Artificial intelligence (AI) company OpenAI is introducing a neural network called CLIP (Contrastive Language–Image Pre-training), which it claims "efficiently learns visual concepts from natural language supervision." CLIP can be applied to any visual classification benchmark by simply providing the names of the visual categories to be recognized, the company says. It's similar to the "zero-shot" capabilities of its GPT-2 and 3 neural-network-powered language models.

Zero-shot learning refers to a type of machine learning (ML) in which the model needs to classify data based on very few (or even no) labeled examples--in other words, classify on the fly.

"Although deep learning has revolutionized computer vision, current approaches have several major problems," the company explained in a blog post, "typical vision datasets are labor intensive and costly to create while teaching only a narrow set of visual concepts; standard vision models are good at one task and one task only, and require significant effort to adapt to a new task; and models that perform well on benchmarks have disappointingly poor performance on stress tests,1234 casting doubt on the entire deep learning approach to computer vision."

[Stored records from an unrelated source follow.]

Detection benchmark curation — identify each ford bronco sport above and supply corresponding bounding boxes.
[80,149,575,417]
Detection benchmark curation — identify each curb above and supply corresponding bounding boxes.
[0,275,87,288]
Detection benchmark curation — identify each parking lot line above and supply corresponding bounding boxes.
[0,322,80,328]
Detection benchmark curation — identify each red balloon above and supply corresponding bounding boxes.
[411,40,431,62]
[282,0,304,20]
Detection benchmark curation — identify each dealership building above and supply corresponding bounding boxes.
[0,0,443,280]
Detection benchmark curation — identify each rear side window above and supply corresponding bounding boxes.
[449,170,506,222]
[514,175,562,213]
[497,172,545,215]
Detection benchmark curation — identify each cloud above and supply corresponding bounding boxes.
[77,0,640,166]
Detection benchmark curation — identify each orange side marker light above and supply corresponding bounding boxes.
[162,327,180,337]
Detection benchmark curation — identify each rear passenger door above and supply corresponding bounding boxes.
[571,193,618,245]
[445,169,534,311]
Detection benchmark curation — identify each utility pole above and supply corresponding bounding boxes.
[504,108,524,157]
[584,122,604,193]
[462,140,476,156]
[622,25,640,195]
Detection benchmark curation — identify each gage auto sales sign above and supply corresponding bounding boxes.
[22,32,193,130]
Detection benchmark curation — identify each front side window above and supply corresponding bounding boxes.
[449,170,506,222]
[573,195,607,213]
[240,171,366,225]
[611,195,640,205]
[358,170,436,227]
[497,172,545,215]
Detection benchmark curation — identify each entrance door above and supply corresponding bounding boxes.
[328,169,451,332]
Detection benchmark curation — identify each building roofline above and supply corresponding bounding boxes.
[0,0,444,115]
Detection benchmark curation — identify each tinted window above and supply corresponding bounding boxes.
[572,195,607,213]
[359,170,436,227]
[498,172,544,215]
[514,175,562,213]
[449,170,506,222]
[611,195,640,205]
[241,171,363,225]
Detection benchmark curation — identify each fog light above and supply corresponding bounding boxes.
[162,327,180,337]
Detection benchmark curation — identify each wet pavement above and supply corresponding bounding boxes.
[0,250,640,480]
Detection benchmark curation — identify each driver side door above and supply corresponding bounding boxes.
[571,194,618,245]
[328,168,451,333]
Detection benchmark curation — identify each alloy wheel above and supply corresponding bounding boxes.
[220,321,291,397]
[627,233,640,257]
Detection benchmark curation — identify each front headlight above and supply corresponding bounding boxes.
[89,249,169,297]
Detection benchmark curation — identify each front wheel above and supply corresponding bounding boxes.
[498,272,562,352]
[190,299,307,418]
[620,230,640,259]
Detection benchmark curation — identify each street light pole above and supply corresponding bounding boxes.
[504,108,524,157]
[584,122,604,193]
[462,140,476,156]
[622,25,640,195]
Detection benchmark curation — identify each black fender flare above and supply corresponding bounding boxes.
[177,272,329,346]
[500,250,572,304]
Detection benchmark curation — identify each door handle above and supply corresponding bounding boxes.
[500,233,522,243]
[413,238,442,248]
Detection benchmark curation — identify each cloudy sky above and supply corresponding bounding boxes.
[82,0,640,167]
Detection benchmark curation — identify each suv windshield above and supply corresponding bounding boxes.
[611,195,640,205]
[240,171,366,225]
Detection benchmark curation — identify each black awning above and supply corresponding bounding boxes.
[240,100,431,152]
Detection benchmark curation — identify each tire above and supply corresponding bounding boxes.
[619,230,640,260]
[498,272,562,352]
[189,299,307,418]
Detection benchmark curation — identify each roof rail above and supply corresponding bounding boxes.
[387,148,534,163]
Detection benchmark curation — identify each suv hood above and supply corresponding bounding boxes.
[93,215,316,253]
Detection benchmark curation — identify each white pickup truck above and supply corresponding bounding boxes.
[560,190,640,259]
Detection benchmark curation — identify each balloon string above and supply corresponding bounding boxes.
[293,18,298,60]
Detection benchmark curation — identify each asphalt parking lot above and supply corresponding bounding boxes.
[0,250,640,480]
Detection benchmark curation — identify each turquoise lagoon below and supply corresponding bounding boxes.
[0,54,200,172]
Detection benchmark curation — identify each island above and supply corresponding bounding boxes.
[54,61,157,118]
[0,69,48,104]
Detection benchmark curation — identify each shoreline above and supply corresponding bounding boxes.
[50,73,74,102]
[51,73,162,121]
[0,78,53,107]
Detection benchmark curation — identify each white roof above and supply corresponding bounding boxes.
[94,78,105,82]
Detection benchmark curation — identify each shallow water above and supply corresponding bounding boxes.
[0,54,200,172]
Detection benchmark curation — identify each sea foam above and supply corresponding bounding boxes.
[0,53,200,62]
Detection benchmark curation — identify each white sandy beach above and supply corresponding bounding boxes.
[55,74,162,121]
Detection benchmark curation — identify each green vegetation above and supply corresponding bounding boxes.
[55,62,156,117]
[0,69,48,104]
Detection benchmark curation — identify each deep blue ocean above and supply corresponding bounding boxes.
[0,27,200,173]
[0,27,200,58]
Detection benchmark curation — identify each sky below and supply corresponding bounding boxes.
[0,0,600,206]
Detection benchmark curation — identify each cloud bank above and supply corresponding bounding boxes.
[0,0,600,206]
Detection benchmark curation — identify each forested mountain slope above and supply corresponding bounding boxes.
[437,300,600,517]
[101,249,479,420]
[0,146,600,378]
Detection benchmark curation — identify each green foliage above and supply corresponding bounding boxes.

OpenAI is seeking to address these problems with CLIP, which builds on a large body of work on zero-shot transfer, natural language supervision, and multimodal learning dating back more than a decade. The concept is explained in the lengthy blog post and a 47-page white paper ("Learning Transferable Visual Models From Natural Language Supervision"). The paper's abstract reads, in part:

State-of-the-art computer vision systems are trained to predict a fixed set of predetermined object categories. This restricted form of supervision limits their generality and usability since additional labeled data is needed to specify any other visual concept. Learning directly from raw text about images is a promising alternative which leverages a much broader source of supervision. We demonstrate that the simple pre-training task of predicting which caption goes with which image is an efficient and scalable way to learn [state of the art] image representations from scratch on a dataset of 400 million (image, text) pairs collected from the internet. After pre-training, natural language is used to reference learned visual concepts (or describe new ones) enabling zero-shot transfer of the model to downstream tasks. We study the performance of this approach by benchmarking on over 30 different existing computer vision datasets, spanning tasks such as [optical character recognition], action recognition in videos, geo-localization, and many types of fine-grained object classification. The model transfers non-trivially to most tasks and is often competitive with a fully supervised baseline without the need for any dataset specific training. For instance, we match the accuracy of the original ResNet-50 on ImageNet zero-shot without needing to use any of the 1.28 million training examples it was trained on.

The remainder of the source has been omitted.